In order to be emancipated in West Virginia (or, frankly, any state) you are going to need a much better reason than wanting to be with your boyfriend. There isn't a judge in the US that will emancipate a minor for that reason. Nor is wanting to get away from your mom going to be sufficient unto itself - all teens want to get away from their parents, and you are hardly the only teen in the US who has a parent with mental health issues.

If your mom is willing to let you live in Maryland with your aunt, you do not need emancipation for that. Emancipation does not mean "divorcing" your parents and living with someone else; it means that you are 100% responsible, financially, for yourself. That means you pay for rent, food, clothes, transportation, utilities, insurance, medical care, internet connection, shampoo, shoes, school supplies, and everything else you want/need, while simultaneously going to school and keeping your grades up.

Since you are sixteen you are old enough to file the petition, but I'm not going to lie to you and tell you that it's likely it will be granted.

Let me give you an example.

In the year 2005, in the state of Georgia, there were tens of thousands of applications for emancipation. Do you know how many were approved? The answer is twelve.

No, not twelve thousand. Not twelve hundred. Twelve. Ten fingers and two toes.

Additionally, the GA legislature found that 12 was too high. So they changed the law to make it even harder.

We don't have enough facts here to judge the merits of your individual situation. But getting emancipated as a minor is hard. It's supposed to be hard. The standard to prove that you are capable of and mature enough to live on your own is incredibly high. Very, very few children (and I don't mean that insultingly, but it's what you are) are capable of meeting it.

Emancipation was never intended to be a means for a teenager to leave home. It was intended to be a method for those kids who, through circumstances beyond their control, were ALREADY on their own, to sign contracts and leases. It wasn't intended to be a way for you to get out of the house; it was intended to be a way for kids who found themselves on their own to be able to protect themselves.
 
Re:

I understand. So you are saying I could go and live with someone else? To what extent does that cover? To whom may I go and live with, and what does my mother have to do to make this happen; since the actuallity of me being able to get the emancipation is VERY slim? The information is much appreciated.
 
If your mother gives you permission, yes, you can go and live with someone else. But you can't do it without her permission.

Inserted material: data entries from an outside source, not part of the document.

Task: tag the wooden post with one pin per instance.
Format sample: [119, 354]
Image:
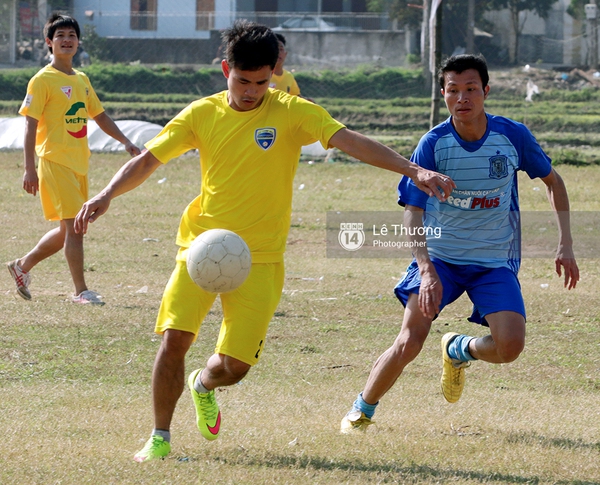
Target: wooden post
[434, 118]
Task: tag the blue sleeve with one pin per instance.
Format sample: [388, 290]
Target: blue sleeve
[532, 158]
[408, 193]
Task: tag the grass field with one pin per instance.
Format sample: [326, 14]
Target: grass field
[75, 381]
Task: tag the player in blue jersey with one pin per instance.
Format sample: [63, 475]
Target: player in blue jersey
[476, 245]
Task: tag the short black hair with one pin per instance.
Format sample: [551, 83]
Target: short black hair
[58, 21]
[250, 46]
[462, 63]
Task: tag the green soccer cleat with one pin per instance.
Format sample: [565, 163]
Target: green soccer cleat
[156, 447]
[453, 372]
[355, 422]
[208, 416]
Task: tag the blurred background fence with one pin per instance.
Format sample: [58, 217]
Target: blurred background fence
[335, 47]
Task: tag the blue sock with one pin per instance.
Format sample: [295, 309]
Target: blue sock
[459, 348]
[363, 407]
[165, 433]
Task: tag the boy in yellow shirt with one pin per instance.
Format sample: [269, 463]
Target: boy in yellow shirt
[249, 138]
[58, 103]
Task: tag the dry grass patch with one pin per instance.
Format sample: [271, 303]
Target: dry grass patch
[76, 381]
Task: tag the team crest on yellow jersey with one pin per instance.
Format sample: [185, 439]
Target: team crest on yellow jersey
[265, 137]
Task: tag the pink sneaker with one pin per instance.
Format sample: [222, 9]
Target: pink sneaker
[88, 297]
[22, 279]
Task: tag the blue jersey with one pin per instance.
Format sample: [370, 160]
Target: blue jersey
[479, 222]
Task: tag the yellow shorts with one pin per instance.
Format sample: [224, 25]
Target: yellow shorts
[247, 311]
[62, 191]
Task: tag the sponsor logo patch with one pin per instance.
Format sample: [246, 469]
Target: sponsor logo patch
[265, 137]
[77, 120]
[68, 90]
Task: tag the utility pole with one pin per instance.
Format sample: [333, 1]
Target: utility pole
[425, 44]
[471, 27]
[436, 60]
[591, 15]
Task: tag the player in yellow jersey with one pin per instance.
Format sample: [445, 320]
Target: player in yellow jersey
[249, 138]
[58, 103]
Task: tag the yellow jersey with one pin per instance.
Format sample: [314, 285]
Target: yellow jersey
[286, 83]
[62, 104]
[248, 160]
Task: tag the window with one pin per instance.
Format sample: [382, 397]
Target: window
[205, 14]
[143, 14]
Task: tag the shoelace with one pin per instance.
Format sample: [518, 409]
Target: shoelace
[22, 279]
[208, 405]
[456, 374]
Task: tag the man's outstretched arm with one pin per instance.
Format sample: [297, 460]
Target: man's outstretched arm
[374, 153]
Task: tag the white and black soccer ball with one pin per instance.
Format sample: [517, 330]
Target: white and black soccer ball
[219, 260]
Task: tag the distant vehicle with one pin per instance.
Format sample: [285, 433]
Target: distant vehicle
[306, 22]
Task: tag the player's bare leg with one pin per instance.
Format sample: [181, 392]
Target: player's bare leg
[223, 370]
[388, 367]
[74, 255]
[406, 347]
[50, 243]
[168, 379]
[168, 375]
[506, 340]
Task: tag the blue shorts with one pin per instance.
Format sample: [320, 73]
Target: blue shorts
[490, 289]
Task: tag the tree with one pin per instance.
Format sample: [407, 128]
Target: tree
[515, 7]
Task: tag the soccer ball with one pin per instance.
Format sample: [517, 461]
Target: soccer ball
[218, 260]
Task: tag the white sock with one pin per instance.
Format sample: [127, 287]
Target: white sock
[165, 433]
[198, 386]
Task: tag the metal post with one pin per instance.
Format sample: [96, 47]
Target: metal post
[591, 14]
[12, 41]
[471, 27]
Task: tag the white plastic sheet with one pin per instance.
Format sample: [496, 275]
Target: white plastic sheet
[12, 131]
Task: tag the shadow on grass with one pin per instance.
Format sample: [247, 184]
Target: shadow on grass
[408, 472]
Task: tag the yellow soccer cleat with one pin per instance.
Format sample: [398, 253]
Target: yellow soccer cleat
[355, 422]
[156, 448]
[208, 416]
[453, 372]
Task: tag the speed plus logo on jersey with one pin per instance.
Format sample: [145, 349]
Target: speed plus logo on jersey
[484, 202]
[71, 118]
[265, 137]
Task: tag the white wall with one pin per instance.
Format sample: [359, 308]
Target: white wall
[176, 20]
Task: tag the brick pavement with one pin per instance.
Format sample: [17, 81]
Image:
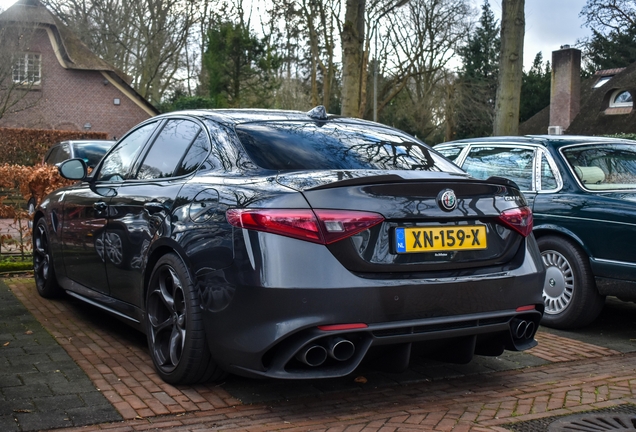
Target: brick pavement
[574, 377]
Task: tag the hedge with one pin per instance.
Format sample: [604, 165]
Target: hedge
[28, 146]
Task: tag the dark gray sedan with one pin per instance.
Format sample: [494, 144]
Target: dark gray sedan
[291, 245]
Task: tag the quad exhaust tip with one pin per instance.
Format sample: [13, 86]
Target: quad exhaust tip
[522, 329]
[337, 348]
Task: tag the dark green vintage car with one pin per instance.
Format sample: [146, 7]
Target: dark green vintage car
[583, 194]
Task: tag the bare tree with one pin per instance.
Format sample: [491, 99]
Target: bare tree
[510, 68]
[610, 15]
[423, 37]
[352, 56]
[19, 69]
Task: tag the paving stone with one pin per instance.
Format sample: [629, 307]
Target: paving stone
[37, 421]
[93, 414]
[563, 375]
[40, 384]
[56, 403]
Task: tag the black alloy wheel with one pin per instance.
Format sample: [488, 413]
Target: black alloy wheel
[176, 337]
[569, 293]
[44, 273]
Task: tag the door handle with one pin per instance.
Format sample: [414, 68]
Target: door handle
[154, 207]
[100, 206]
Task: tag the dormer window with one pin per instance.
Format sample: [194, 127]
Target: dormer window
[27, 69]
[602, 81]
[620, 99]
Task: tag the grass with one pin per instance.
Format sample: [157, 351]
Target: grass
[15, 263]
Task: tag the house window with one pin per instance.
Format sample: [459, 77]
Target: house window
[602, 81]
[621, 98]
[27, 69]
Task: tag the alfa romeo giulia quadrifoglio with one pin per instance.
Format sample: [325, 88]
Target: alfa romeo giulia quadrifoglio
[291, 245]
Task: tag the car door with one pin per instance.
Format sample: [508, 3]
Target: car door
[145, 200]
[85, 214]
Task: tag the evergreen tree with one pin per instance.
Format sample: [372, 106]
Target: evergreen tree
[535, 88]
[477, 84]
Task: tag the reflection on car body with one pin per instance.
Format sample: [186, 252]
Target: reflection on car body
[583, 194]
[263, 243]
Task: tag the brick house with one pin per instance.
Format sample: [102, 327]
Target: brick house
[599, 105]
[73, 89]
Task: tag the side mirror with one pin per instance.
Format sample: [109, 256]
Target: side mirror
[73, 169]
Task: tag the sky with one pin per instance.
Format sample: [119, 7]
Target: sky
[549, 24]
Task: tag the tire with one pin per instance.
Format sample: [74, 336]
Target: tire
[569, 293]
[174, 325]
[44, 273]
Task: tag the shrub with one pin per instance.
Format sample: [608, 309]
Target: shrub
[28, 146]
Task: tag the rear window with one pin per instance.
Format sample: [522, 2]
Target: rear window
[318, 146]
[603, 166]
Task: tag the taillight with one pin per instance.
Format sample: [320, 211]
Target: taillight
[519, 219]
[319, 226]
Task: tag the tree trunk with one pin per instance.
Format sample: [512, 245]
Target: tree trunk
[352, 45]
[510, 68]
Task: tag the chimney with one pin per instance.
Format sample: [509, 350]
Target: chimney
[565, 93]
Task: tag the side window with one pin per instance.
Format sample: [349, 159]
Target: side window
[515, 164]
[116, 166]
[169, 149]
[548, 181]
[196, 154]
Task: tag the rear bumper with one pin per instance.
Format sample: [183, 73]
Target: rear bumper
[262, 311]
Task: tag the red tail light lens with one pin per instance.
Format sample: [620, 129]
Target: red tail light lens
[519, 219]
[319, 226]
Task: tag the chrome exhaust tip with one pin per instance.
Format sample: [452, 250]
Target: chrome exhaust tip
[312, 355]
[519, 328]
[529, 333]
[341, 349]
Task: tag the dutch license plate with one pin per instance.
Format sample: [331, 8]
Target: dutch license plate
[433, 239]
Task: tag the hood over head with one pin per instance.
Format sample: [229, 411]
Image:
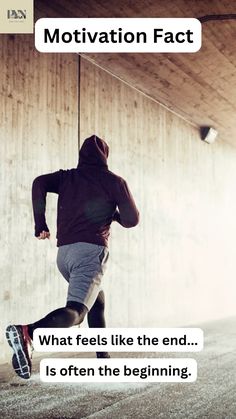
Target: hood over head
[94, 152]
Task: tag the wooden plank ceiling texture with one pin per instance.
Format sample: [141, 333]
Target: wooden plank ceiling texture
[201, 87]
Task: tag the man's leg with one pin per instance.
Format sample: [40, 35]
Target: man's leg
[96, 318]
[20, 337]
[68, 316]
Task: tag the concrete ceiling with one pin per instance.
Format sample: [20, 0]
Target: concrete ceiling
[200, 87]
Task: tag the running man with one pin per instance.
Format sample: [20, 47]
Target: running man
[90, 197]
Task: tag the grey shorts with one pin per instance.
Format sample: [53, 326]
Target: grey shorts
[82, 265]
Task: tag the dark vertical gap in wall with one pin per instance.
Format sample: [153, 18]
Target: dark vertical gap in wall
[79, 62]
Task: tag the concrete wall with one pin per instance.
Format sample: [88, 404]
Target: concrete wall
[178, 266]
[38, 134]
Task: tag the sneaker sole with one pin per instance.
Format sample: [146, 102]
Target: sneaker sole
[20, 362]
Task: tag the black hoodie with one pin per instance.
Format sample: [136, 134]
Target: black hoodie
[90, 197]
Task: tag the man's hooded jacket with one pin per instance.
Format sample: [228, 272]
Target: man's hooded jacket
[90, 197]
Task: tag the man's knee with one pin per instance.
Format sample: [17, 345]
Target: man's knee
[80, 308]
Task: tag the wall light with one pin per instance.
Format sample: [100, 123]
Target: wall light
[208, 134]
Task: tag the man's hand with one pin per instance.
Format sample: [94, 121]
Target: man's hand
[44, 235]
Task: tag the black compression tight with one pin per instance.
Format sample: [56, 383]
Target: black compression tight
[68, 316]
[73, 314]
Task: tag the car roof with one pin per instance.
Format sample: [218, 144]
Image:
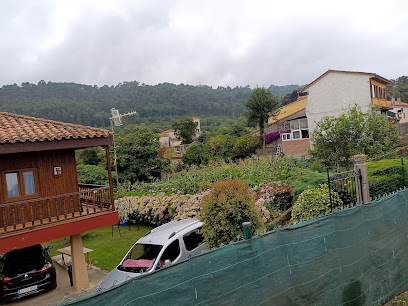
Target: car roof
[162, 234]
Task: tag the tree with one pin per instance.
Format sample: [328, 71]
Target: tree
[91, 174]
[245, 146]
[336, 139]
[224, 209]
[138, 155]
[90, 156]
[260, 105]
[185, 129]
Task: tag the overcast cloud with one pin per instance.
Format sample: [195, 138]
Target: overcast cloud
[224, 43]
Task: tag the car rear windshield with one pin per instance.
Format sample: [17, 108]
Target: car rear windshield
[23, 260]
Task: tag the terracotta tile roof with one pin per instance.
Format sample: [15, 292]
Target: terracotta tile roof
[373, 75]
[17, 128]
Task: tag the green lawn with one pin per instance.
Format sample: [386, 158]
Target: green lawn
[108, 250]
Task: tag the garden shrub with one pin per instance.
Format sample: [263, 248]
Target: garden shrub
[314, 202]
[306, 178]
[197, 155]
[224, 209]
[90, 174]
[245, 146]
[386, 176]
[221, 146]
[276, 196]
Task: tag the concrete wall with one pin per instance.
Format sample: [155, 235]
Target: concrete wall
[335, 93]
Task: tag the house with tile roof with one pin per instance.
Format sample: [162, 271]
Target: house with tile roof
[330, 94]
[41, 198]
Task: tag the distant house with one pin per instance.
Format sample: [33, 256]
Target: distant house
[169, 139]
[329, 95]
[198, 126]
[41, 198]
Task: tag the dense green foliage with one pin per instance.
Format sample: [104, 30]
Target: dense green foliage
[224, 209]
[314, 202]
[91, 156]
[386, 176]
[138, 155]
[260, 105]
[221, 147]
[245, 146]
[198, 154]
[254, 171]
[337, 139]
[185, 129]
[92, 174]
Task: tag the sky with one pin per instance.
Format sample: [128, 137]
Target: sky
[216, 43]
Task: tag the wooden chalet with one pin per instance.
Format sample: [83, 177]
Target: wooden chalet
[40, 196]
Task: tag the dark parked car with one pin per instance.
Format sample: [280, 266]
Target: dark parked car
[26, 271]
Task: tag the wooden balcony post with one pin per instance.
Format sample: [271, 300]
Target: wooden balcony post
[110, 177]
[79, 271]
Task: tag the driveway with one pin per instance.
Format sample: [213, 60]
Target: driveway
[64, 289]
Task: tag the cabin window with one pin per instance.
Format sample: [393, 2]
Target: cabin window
[20, 184]
[378, 92]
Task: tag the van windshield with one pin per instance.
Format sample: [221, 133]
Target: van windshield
[141, 258]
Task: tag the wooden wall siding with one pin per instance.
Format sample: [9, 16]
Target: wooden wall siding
[33, 212]
[44, 162]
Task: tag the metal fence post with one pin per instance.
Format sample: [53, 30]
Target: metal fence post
[247, 230]
[362, 188]
[329, 185]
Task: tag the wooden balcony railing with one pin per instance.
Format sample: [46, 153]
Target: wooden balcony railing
[91, 199]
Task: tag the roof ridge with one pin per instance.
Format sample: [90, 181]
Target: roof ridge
[52, 121]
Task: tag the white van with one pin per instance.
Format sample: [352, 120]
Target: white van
[161, 247]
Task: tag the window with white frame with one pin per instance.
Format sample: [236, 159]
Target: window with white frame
[286, 136]
[299, 130]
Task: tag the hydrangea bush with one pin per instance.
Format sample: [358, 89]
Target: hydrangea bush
[159, 208]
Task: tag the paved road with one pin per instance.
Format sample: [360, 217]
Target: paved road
[55, 297]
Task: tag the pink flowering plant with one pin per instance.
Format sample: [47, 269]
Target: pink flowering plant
[160, 208]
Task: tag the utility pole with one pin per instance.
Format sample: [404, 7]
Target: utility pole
[116, 120]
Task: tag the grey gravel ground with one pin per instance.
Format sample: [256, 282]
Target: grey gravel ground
[55, 297]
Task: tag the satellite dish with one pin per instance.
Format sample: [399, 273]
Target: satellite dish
[116, 117]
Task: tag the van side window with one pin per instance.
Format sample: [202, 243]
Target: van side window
[193, 240]
[172, 251]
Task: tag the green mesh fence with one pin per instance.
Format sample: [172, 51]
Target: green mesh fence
[357, 256]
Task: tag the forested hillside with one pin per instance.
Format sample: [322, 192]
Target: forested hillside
[90, 105]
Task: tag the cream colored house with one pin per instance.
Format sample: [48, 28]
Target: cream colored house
[331, 94]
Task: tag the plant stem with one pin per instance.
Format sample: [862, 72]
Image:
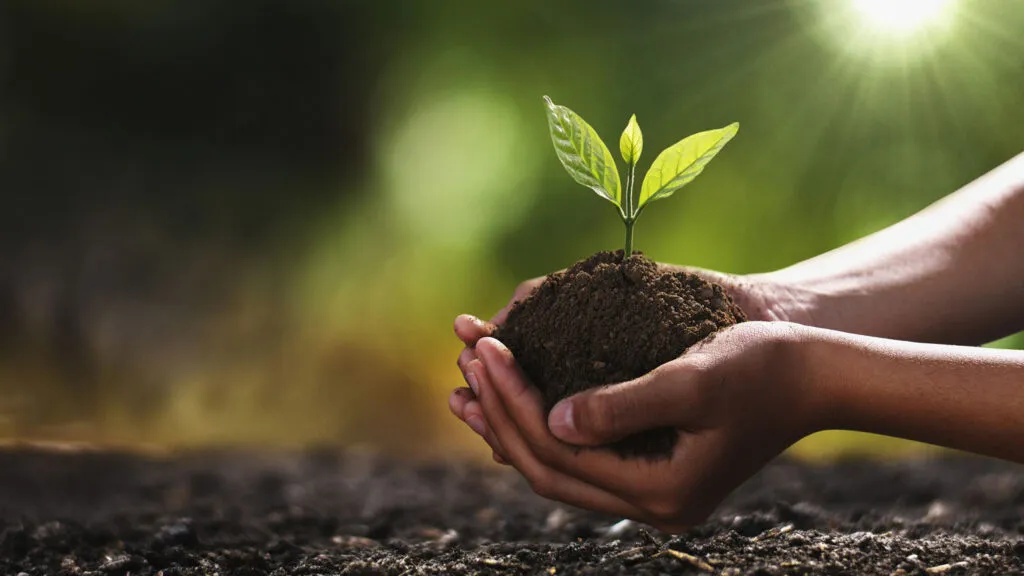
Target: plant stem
[630, 216]
[629, 239]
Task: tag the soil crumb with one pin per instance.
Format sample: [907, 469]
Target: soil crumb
[335, 511]
[605, 321]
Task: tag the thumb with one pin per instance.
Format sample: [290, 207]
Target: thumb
[601, 415]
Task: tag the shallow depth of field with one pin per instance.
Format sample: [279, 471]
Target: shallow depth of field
[249, 225]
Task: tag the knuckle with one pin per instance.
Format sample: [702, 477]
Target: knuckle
[596, 415]
[542, 486]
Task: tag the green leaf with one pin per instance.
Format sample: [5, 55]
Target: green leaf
[682, 162]
[631, 144]
[583, 153]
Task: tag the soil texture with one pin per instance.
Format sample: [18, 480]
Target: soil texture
[328, 511]
[605, 321]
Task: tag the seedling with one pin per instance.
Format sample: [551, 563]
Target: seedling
[587, 159]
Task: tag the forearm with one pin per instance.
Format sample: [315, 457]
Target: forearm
[964, 398]
[952, 273]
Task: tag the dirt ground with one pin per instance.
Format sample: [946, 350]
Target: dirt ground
[326, 511]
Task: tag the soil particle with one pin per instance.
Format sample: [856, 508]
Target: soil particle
[294, 513]
[605, 321]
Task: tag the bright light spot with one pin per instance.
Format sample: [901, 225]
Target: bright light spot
[902, 16]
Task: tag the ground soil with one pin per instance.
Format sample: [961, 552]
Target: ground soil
[604, 321]
[328, 511]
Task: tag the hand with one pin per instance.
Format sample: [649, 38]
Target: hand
[761, 296]
[737, 401]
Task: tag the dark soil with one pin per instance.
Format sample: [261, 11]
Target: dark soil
[604, 321]
[332, 512]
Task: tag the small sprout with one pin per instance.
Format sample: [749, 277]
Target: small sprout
[587, 159]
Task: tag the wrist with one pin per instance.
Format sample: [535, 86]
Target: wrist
[809, 360]
[788, 299]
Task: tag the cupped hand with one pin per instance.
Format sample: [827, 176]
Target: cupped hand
[737, 401]
[761, 296]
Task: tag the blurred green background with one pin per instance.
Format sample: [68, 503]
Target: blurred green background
[254, 222]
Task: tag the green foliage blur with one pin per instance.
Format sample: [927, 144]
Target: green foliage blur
[255, 222]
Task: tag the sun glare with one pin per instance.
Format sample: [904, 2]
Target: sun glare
[902, 16]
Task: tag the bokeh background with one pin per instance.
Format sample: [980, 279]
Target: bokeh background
[253, 223]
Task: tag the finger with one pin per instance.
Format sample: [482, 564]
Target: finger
[545, 481]
[465, 357]
[469, 329]
[663, 398]
[478, 423]
[522, 413]
[521, 292]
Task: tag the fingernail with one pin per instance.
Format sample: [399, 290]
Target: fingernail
[560, 419]
[476, 423]
[471, 380]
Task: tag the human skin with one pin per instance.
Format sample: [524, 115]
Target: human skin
[858, 338]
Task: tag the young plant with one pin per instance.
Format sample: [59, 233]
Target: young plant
[587, 159]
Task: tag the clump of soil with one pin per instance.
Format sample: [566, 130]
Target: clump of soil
[605, 321]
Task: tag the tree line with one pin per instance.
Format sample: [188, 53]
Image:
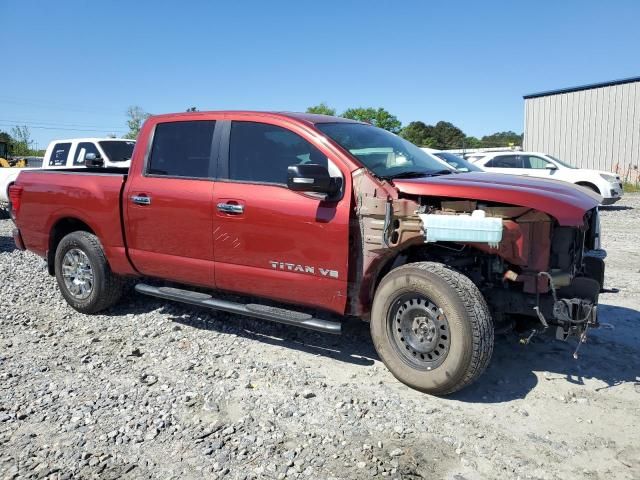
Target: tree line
[443, 135]
[20, 142]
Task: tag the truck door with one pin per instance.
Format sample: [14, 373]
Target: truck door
[169, 207]
[268, 240]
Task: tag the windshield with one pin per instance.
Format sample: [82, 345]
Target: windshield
[457, 162]
[564, 164]
[118, 150]
[382, 152]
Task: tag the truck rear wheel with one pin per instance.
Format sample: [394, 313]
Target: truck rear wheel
[432, 327]
[83, 274]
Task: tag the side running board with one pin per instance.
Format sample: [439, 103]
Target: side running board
[264, 312]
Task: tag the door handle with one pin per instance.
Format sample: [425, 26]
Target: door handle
[141, 199]
[230, 208]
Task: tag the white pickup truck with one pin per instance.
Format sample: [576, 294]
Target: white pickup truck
[74, 153]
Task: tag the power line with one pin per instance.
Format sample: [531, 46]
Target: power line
[55, 124]
[68, 129]
[59, 106]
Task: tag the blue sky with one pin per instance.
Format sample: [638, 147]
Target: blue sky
[71, 68]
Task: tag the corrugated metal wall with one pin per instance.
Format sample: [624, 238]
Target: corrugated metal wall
[596, 128]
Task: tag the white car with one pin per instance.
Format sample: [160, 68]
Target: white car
[535, 164]
[72, 153]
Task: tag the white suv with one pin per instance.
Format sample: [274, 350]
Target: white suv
[537, 164]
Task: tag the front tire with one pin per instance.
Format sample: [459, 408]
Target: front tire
[83, 273]
[432, 327]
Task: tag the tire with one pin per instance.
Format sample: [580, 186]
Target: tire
[104, 289]
[405, 299]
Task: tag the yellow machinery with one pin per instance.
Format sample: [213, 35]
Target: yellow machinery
[6, 162]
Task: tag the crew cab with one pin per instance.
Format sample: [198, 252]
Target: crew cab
[537, 164]
[73, 153]
[314, 220]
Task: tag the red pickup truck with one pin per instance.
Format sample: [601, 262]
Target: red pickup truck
[320, 216]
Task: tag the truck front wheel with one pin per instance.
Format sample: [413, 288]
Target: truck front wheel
[432, 327]
[83, 273]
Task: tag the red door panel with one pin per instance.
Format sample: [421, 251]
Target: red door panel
[171, 237]
[282, 245]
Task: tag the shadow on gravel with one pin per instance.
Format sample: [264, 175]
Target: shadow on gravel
[610, 356]
[353, 346]
[6, 244]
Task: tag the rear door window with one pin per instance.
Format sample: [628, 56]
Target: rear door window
[59, 154]
[81, 152]
[182, 149]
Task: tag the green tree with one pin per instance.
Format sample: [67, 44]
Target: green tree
[377, 117]
[136, 116]
[419, 133]
[21, 141]
[447, 135]
[502, 139]
[322, 108]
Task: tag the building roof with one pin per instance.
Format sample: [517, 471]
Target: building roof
[583, 87]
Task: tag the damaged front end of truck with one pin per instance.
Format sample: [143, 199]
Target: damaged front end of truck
[531, 247]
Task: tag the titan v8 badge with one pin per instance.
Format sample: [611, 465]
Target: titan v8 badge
[296, 267]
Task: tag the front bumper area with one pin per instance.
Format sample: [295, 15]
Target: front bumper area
[615, 193]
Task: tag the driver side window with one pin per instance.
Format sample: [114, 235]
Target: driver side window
[262, 153]
[537, 162]
[506, 161]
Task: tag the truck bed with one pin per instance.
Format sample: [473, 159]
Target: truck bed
[52, 199]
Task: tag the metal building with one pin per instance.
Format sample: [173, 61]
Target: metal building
[592, 126]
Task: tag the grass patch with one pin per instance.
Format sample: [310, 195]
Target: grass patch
[630, 187]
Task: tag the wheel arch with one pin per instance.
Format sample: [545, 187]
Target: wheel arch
[62, 227]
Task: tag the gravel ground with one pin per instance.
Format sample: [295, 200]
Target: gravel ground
[157, 390]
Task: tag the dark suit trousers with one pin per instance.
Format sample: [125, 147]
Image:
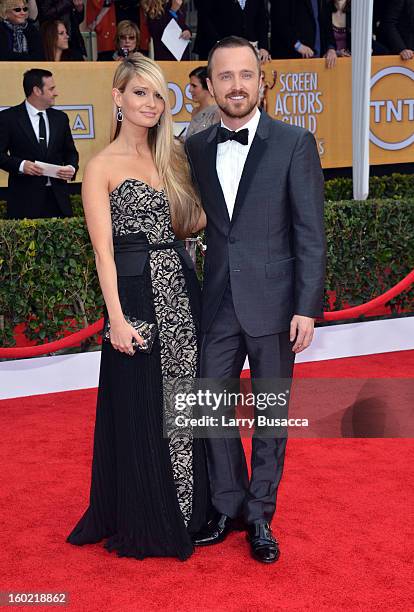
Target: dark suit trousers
[223, 351]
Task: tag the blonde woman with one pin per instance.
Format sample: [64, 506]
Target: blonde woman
[148, 492]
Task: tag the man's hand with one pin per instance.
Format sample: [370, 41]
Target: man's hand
[305, 51]
[65, 172]
[264, 55]
[406, 54]
[301, 330]
[31, 169]
[331, 58]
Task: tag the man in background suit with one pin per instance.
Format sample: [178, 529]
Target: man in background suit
[261, 187]
[397, 28]
[220, 18]
[33, 131]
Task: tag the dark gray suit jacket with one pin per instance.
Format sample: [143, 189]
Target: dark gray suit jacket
[273, 249]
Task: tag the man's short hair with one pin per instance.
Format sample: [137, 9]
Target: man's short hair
[34, 78]
[231, 42]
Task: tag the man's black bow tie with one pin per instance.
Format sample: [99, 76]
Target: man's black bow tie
[242, 136]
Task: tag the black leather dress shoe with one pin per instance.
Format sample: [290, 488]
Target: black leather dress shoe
[263, 545]
[217, 530]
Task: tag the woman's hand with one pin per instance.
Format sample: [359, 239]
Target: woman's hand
[121, 336]
[176, 5]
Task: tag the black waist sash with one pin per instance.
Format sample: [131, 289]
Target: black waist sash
[131, 253]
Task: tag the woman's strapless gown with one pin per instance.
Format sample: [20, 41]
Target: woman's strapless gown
[148, 493]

You may go and live with anyone who is willing to have you AND with whom your mother is willing to have you live. An aunt, a grandmother, a trusted friend of the family.

She would not necessarily have to transfer custody to whomever it is, but they would need to have some kind of power of attorney that would allow them to enroll you in school, get you medical attention if needed, etc. There may be state law that would determine exactly what is needed, but that's something she should clarify with a family law attorney in your state - I don't know WV law.